L’espèce n’est visée par aucune mesure de protection particulière, mais certains articles de la Loi sur les pêches assurent une protection générale de toutes les espèces de poissons et leur habitat. Certains règlements et normes protègent les eaux contre les impacts d’activités d’industries ou de particuliers en vertu de la Loi sur les terres et forêts de la Couronne et de la Loi sur l'assainissement de l’eau administrées par les ministères des Ressources naturelles et de l’Environnement du Nouveau-Brunswick.

Le COSEPAC a évalué le crapet rouge en 1989 et l’a désigné « espèce préoccupante ». L’espèce figure actuellement à l’annexe 3 de la Loi sur les espèces en péril (LEP) et doit donc être réévaluée avant qu’on envisage la désigner « espèce en péril » en vertu de la LEP. Aucun programme de conservation de l’espèce n’est établi. Les règlements de pêche sportive du Nouveau-Brunswick n’accordent aucun statut particulier à l’espèce, car les pêcheurs ne la visent généralement pas.

Le crapet rouge du Nouveau-Brunswick est classé « en sécurité » (secure) dans la province et à l’échelle nationale (Conseil canadien pour la conservation des espèces en péril, 2006). NatureServe (2007) lui donne la cote G5 (espèce commune, très répandue et abondante) à l’échelle mondiale, et la cote N5 (commune) aux États-Unis, mais ne l’a pas classé pour le Maine, ni pour le Canada, même si la cote provinciale est S4 (non en péril) au Nouveau-Brunswick.

Retournez à la table des matières

Résumé technique

Lepomis auritus

Crapet rouge – Redbreast sunfish

Répartition au Canada :

Nouveau-Brunswick

Information sur la répartition

Superficie de la zone d'occurrence (km²) au Canada [selon la méthode des polygones et la figure 3

~ 25 000 km²

Préciser la tendance (en déclin, stable, en croissance, inconnue)

Stable

Y a-t-il des fluctuations extrêmes dans la zone d’occurrence (ordre de grandeur > 1)?

Non

Superficie de la zone d'occupation (km²) [voir les méthodes d’estimation à la section Aire de répartition canadienne]

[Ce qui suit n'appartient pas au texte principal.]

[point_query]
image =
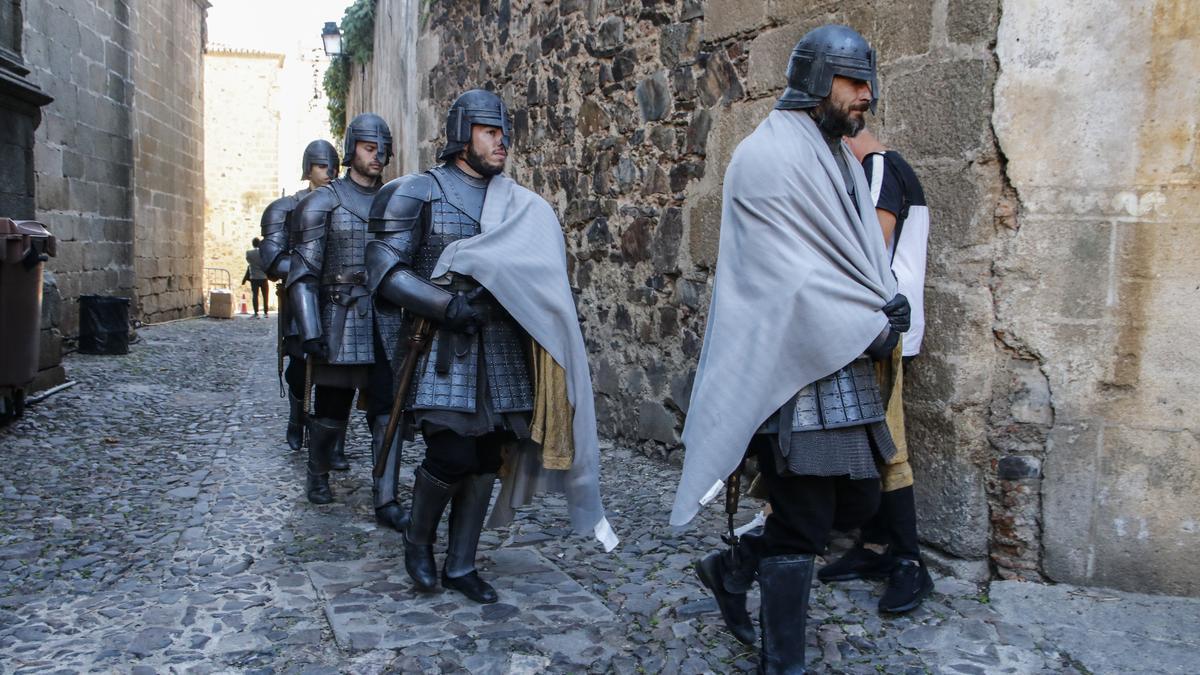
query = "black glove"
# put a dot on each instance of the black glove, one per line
(882, 347)
(461, 317)
(317, 347)
(899, 314)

Inconnue, mais entre 1 450 et 2 800 km²

Préciser la tendance (en déclin, stable, en croissance, inconnue)

Inconnue, mais déclin possible

Y a-t-il des fluctuations extrêmes dans la zone d’occupation (ordre de grandeur > 1)?

Nombre d’emplacements actuels connus ou inférés

15

Préciser la tendance du nombre d'emplacements (en déclin, stable, en croissance, inconnue)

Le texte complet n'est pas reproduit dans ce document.